Een straaltje zweet parelt waarempel reeds van onder de gekende lemmekenscoiffuur. “Ze noemen mij Balou, de Chouchou” is een eerste meestamper, die hem als het ware op het, toch wel mollige, lijf is geschreven. Vanop de (s)preekstoel orakelt Balou dat de Koolstraat het wachten op een carnavalsmuseum moe is. Dan maar gauw zelf een museum op het podium geïnstalleerd.

Balou leidt ons met strenge Ernst langs de rare beestjes die de muren schuren. De krokoraymondilius met zijn grote muil en averechte poeiten en het kannygeroeken dat nog maagd is omdat het zo snel springt maar dat toch zo ne grote zak heeft. 
In den boegoard zit de Gier-egoard zijne nest te klasseren en te repareiren. Willy-aalnoam komt net terug van het hof van kastratie en Lowie Van Flosjegem die als oanhaver wintj van al de andere beestjes, heeft nog jonge pootjes.

De chouchou van de Koolstraat zorgt dan voor nog twee andere Jempiaanse chouchoukes, goed voorziene van oren en poten, die met de waggelende Balou een shownummertje ten beste geven.

Een luid applaus dat even later, als Rickie op het podium komt, aanzwelt tot een orkaan.

Het is namelijk deze Rickie die de beste kansen heeft, want hij heeft duidelijk het publiek op zijn hand.

Fraai uitgedost als toreador, en samen met twee Spoinsche Fiestamiekes begint een zoutloze liedjespotpourrie. 'Valencia en de mensen zonder centen', 'Hasta La Vista Mañana', en ja zelfs Julio Iglesias komen één voor één aan de beurt.

En wat zien onze verbaasde ogen : Rickie en zijn twee akkolieten staan een beetje onbeholpen te dansen op de scene.

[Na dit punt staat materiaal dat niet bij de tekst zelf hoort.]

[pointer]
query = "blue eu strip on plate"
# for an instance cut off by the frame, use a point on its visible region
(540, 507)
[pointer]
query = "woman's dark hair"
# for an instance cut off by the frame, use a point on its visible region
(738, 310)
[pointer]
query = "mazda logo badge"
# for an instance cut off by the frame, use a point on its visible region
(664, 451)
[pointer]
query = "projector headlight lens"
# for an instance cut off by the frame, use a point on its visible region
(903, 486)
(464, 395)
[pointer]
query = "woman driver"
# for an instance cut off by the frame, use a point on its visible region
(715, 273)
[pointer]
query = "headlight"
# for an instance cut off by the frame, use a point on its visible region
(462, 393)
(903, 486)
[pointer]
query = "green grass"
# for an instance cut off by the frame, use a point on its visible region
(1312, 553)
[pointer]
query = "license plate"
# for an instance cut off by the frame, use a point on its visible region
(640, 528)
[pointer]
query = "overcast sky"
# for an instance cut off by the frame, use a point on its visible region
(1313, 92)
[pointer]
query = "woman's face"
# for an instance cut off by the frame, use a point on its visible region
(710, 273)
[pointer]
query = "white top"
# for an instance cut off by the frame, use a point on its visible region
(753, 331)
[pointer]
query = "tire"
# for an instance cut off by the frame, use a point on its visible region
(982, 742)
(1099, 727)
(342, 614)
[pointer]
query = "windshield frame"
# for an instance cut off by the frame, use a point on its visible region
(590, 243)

Dat houdt hij zo een tien minuten vol, terwijl zijn enthousiaste supporters rond de jury beginnen te huppelen, waarschijnlijk om het gedoebber op het podium te verbergen.

Het tweede deel van zijn optreden is zelfs beneden het peil van de prins van Waubrechtegem. Als boer verkleed staat hij onbeholpen in play back een liedje te zingen. Nee, Rickie, volgende jaar beter maar dan in Oudegem of zo, waar het niet zo opvalt.

Nochtans het applaus blijft stormachtig, en de stilte als Roger opkomt wordt er des te opvallender door.

Aangesloten bij de Bond van de Vooruitziende Vrouwen, heeft sluwe Roger aan alles gedacht, en kunnen we genieten van een warm play-back applaus.

Samen met vrouw en dochter komt hij op als Pierrot en dan volgt er een mooi afgewerkte dans op muziek uit de film ‘Cabaret’. Daarop volgt een mooie kersttoespraak met veel sneeuw. Sneeuw over de stoet, een poëtische evocatie van de hand van Antoine. Wel een mooie tekst, maar naar mijn smaak een beetje te ernstig voor de spotlust van de Aalstenaar.

Want dat is wel zo, hoe 'zot' Antoine het ene moment is, des te serieuzer zijn ook sommige teksten van hem.

Michel(ine) en Antoin(ette), twee pronte verpleegstertjes van het OCMW, mogen hun nieuwste plaatje voorstellen. Het wordt een show die alles behalve mijn botten is. Alloo, alloo, alloo, wie krijgt er hier weeral een veeg uit de pan kadoo ? Een zatlap aan de toog probeert mij te overtuigen dat één van dei twee sjarels zich eens zou moeten opgeven voor prins Carnaval.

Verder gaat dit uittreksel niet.